La naranja de Pedro Sevilla
Más que nada por ver el otoño por dentro,
por entrar en su honda y dulce esencia,
has abierto, despacio, una naranja.
Era en el autobús del casco antiguo,
poblado de mujeres con bolsas de la compra,
y de pronto un muchacho, un inocente
con los ojos azules y la boca de babas,
te ha alargado la mano pidiéndote un trocito.
A pesar de su madre, que le riñe amorosa
por molestar al hombre que, al parecer, tú eres,
os coméis a medias la naranja
entre sonrisas cómplices,
mientras vas descubriendo la pureza,
la verdad de sus ojos, tan azules y limpios.

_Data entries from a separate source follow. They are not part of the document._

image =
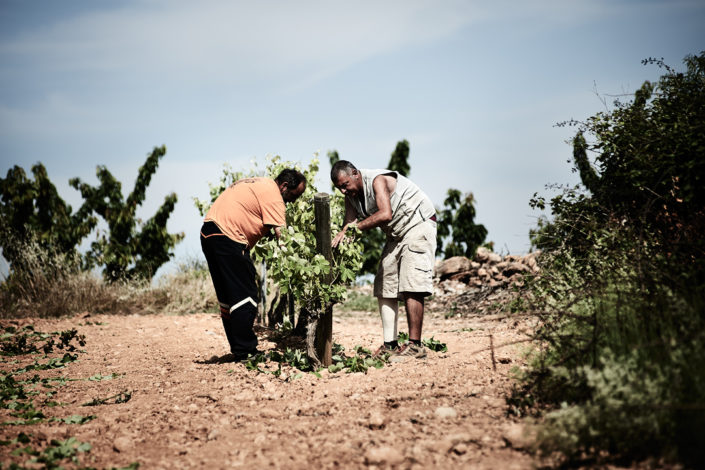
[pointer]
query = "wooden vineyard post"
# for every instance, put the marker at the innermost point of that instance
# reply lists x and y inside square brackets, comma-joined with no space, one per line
[324,327]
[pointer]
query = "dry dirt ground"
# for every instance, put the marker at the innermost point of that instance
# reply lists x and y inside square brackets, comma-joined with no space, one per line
[188,411]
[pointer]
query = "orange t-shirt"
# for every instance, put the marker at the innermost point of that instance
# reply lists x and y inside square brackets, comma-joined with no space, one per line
[243,211]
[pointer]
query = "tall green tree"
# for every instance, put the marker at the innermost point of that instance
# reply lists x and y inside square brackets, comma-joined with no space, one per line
[129,249]
[399,161]
[620,341]
[457,221]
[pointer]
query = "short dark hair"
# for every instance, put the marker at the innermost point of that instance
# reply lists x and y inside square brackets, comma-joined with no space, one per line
[292,177]
[341,166]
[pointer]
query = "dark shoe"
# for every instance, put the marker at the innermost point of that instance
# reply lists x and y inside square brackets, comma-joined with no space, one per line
[384,349]
[243,356]
[408,351]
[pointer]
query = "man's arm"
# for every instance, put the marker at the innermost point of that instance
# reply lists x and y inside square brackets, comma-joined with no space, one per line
[383,186]
[349,219]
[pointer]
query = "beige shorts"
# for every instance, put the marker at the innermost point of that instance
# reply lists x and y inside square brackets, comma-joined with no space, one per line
[407,264]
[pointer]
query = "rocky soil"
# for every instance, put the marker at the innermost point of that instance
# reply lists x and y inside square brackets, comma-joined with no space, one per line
[190,409]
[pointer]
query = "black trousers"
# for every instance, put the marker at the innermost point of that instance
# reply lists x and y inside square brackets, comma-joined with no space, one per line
[234,279]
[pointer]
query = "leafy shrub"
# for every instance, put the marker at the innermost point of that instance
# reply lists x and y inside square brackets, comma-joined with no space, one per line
[621,322]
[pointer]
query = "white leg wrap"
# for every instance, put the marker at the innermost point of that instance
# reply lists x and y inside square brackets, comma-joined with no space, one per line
[388,310]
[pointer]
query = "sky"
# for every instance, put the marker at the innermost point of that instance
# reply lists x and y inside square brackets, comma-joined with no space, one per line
[475,87]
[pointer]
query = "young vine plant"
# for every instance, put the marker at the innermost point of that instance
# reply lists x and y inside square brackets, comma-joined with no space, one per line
[293,262]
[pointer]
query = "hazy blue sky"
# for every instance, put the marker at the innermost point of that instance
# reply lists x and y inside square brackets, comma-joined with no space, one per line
[475,88]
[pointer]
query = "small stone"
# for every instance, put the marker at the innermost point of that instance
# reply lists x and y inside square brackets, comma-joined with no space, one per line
[515,436]
[444,412]
[122,443]
[383,455]
[376,420]
[460,448]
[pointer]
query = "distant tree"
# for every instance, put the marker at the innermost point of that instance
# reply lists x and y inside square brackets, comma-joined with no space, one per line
[33,208]
[457,221]
[129,249]
[399,160]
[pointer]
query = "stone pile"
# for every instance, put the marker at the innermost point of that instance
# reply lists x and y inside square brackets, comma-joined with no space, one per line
[486,270]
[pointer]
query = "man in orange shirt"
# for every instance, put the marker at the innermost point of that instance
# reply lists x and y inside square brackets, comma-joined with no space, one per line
[246,211]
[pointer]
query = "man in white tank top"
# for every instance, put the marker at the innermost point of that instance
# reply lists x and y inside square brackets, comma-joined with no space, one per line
[390,201]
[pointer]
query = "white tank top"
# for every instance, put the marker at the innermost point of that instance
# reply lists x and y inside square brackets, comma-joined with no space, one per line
[410,205]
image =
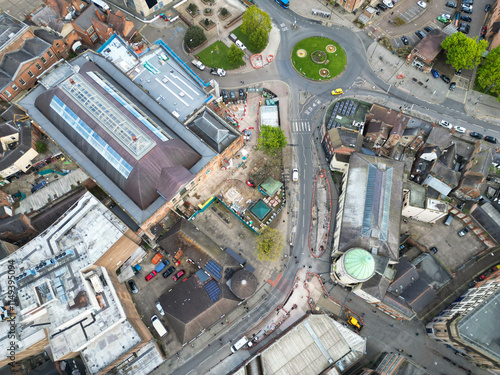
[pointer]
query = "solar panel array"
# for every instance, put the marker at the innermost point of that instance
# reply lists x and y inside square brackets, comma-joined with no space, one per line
[342,108]
[214,269]
[213,290]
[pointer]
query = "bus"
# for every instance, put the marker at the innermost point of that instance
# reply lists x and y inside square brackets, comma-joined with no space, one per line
[284,3]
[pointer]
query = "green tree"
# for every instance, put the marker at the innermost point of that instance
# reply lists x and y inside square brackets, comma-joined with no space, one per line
[255,19]
[194,36]
[463,52]
[234,55]
[269,244]
[258,40]
[271,140]
[488,74]
[41,147]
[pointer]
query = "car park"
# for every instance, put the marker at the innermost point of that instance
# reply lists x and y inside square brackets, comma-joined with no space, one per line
[445,78]
[420,34]
[490,139]
[476,135]
[463,232]
[133,287]
[445,124]
[151,275]
[159,308]
[168,272]
[179,274]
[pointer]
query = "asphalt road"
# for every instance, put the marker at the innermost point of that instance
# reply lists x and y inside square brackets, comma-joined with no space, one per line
[308,159]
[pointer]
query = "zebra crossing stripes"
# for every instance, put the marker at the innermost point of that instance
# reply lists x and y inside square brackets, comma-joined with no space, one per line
[299,126]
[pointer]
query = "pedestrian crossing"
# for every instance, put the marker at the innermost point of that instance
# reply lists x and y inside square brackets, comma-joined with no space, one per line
[301,126]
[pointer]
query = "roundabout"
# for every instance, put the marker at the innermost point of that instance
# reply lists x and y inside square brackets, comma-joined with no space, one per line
[318,58]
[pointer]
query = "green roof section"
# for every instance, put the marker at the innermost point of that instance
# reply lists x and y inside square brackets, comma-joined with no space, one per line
[271,186]
[359,263]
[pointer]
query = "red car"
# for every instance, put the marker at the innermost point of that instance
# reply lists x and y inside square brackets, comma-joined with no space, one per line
[179,274]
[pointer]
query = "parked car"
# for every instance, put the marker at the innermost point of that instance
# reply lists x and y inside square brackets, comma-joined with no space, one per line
[420,34]
[151,275]
[445,124]
[445,78]
[179,274]
[159,308]
[476,135]
[467,9]
[133,287]
[168,272]
[218,72]
[490,139]
[463,232]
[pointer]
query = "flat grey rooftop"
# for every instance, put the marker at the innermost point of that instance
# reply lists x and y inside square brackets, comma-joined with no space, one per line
[478,327]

Es verdad que su boca te da un poco de asco,
toda llena de moco, baba y zumo
que sorbe con fruición, con ansia fiera,
pero cuánto te darías por fundirte con él,
amante en el Amado convertido,
barro sucio ascendiendo a la hermosura.
Tanto tiempo buscando a Dios en los altares,
en las puestas de sol, en las mujeres,
y resulta que Dios es esta mezcla horrible
de gloria y podredumbre,
el desconsuelo eterno que llamamos belleza.
Has compartido hoy con Dios una naranja.